Ann Carlson, who has been the National Highway Traffic Safety Administration’s acting director since September 2022, will not be the NHTSA’s permanent director.
President Joe Biden nominated Carlson to the full-time position in March but withdrew her nomination Thursday.
Carlson faced unanimous opposition from Senate Commerce Committee Republicans. The group, led by Sen. Ted Cruz (R-Texas), sent a letter to the president May 1 expressing their concerns.
Republicans expressed concern Carlson would promote stringent EPA emission standards.

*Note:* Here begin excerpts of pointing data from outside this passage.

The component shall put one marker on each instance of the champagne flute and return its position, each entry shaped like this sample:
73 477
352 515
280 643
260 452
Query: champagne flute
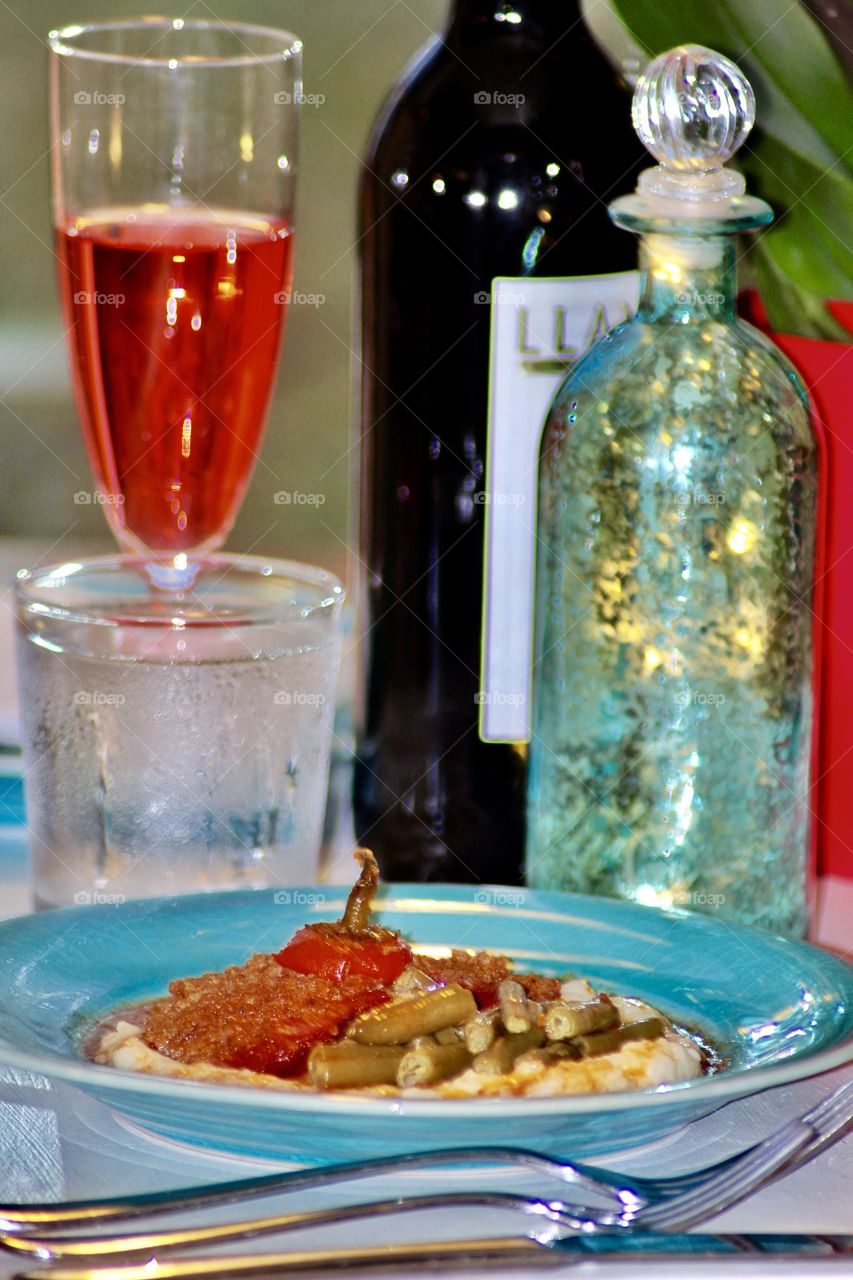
174 146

“Your work at NHTSA and past career suggest NHTSA intends to mimic the EPA’s draconian EV mandate,” the letter said. “According to the White House, while serving as NHTSA’s chief counsel, you ‘oversaw the issuance’ last year of NHTSA’s controversial 2024-26 fuel economy standards. That rulemaking led West Virginia, Montana, and multiple other states to allege in a lawsuit that NHTSA exceeded its statutory authority in issuing those standards by impermissibly taking into consideration EVs. As chief counsel, you had a responsibility to ensure that NHTSA’s proposed regulations complied with the law. However, you instead took actions that were consistent with your long career as an environmentalist without traffic safety experience.”
The letter concluded with the Republicans strongly urging NHTSA to reject the EPA’s “attempt at central planning and not proceed with a wholesale remake of the auto sector.”
In addition to serving as acting NHTSA director, Carlson is the agency’s chief counsel. Before joining NHTSA in January 2021, Carlson served on the faculty of the UCLA School of Law. She also served as the California Assembly’s representative to the Independent Emissions Market Advisory Committee.